The Defiant? How did they get it back from the MU?
From a novel and comic (both incompatible with each other) written before "In a Mirror, Darkly" was made. Over in Treklit, we decided the Tholian's doorway encompasses more than one universe, and USS Defiants keep drifting back through into ours...
 
There were quite a few lined up and going underground after first being captured. My assumption was that there were more than three groups beamed up. Fitting them comfortably into Franklin is probably another casualty of the ship's changing size during production.

The decisive logistics element here would be time. We saw how long it took between beam-outs, and we got something of an idea about how long the overall fight took (by following Jaylah's movements across the well-defined sets), and there just isn't time for all that many 20-person sorties there. Scotty might have saved a couple of hundred, but certainly nowhere near the thousands implied in a direct scale-up of TOSKirk's 430-person ship to NuKirk's giant.

So either there were major casualties, or NuKirk's ship was more sparsely crewed than might meet the eye. The sort of physical damage the ship took would make massive casualties rather likely, even without figuring in the fight against the boarders. Although we might figure in the great skill and experience Krall's forces had in capturing live slaves. But we could also figure in the great cruelty Krall later applied on his captives, still giving a final number of survivors low enough to be manageable by Scotty's transporting efforts.

Timo Saloniemi
 
So either there were major casualties, or NuKirk's ship was more sparsely crewed than might meet the eye. The sort of physical damage the ship took would make massive casualties rather likely, even without figuring in the fight against the boarders.
I think for her size, nu1701 is more sparsely crewed than what we'd become accustomed to with previous Trek shows, she seems to have way more spaces filled with big machinery and little crew.

Also, as has been mentioned before, they may have intentionally left behind a big portion of the sciences and other crew not needed for what seemed to be intended as a quick rescue mission.
 
I'm guessing the NuPrise doesn't have a proportionally scaled crew size. There's gotta be a critical mass of personnel, so to speak.
 
So, about Franklin models.

The 1st 1 was the glass-topper given out in US cinemas, right?
Then there's the trio of ST:BEY ships with the US Blu-Ray release.
In the UK, we get a Franklin with the Blu-Ray (due out end of November).
We know QMx produces a highly detailed prototype. Probably the largest model there'll be.
And finally, Eaglemoss will produce a model...at some point.

At least, this time we don't have to wait years and years to get a model (remember when you could get the Kelvin only from Burger King...?).
 
You guys in the US I am green with jealousy...... we can't get much stuff like that here.

Even the Bandai NX01 which came out years ago was a bit prohibitive given shipping costs and that was a lovely model. Not much trek stuff here except for original movie series ships. At least in my regular brick and mortar stores that I go to..
 
I have but the killer is shipping costs..... for what I want it's not economical.
Thats one of the problems I have and it's came up quite a few times with members of a club I'm involved in.

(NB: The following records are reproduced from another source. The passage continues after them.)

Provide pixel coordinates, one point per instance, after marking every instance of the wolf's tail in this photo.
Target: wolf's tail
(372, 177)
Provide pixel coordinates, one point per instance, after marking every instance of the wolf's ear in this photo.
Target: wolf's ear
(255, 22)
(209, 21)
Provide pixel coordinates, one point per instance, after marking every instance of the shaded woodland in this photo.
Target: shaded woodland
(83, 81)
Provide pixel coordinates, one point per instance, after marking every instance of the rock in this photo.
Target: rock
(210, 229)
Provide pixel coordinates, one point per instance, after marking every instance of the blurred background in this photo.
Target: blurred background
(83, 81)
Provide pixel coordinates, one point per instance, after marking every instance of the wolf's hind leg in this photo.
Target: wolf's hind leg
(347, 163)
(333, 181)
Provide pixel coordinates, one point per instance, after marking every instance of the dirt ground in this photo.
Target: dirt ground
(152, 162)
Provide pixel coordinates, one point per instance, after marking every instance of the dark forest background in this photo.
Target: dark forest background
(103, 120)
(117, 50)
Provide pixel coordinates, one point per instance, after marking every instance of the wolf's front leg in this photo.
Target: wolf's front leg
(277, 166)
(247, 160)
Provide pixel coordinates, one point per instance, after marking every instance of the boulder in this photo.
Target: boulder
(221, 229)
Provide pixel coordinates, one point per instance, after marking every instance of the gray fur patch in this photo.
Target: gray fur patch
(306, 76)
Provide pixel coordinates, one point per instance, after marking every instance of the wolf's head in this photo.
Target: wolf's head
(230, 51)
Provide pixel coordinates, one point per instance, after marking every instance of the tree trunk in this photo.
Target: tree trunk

The new QMX pins are another one thats just not logical for spending. $10 for the pin, $48 for the cheapest shipping option. I've asked why - as an eBay store has them with a $12 price tag - and other stuff I've got in the past from QMX never came with that shipping price (mostly pins and my wedding ring).

It's a pain in the arse. All the good stuff is in the US and costs 5-6 times the cost to ship it most of the time.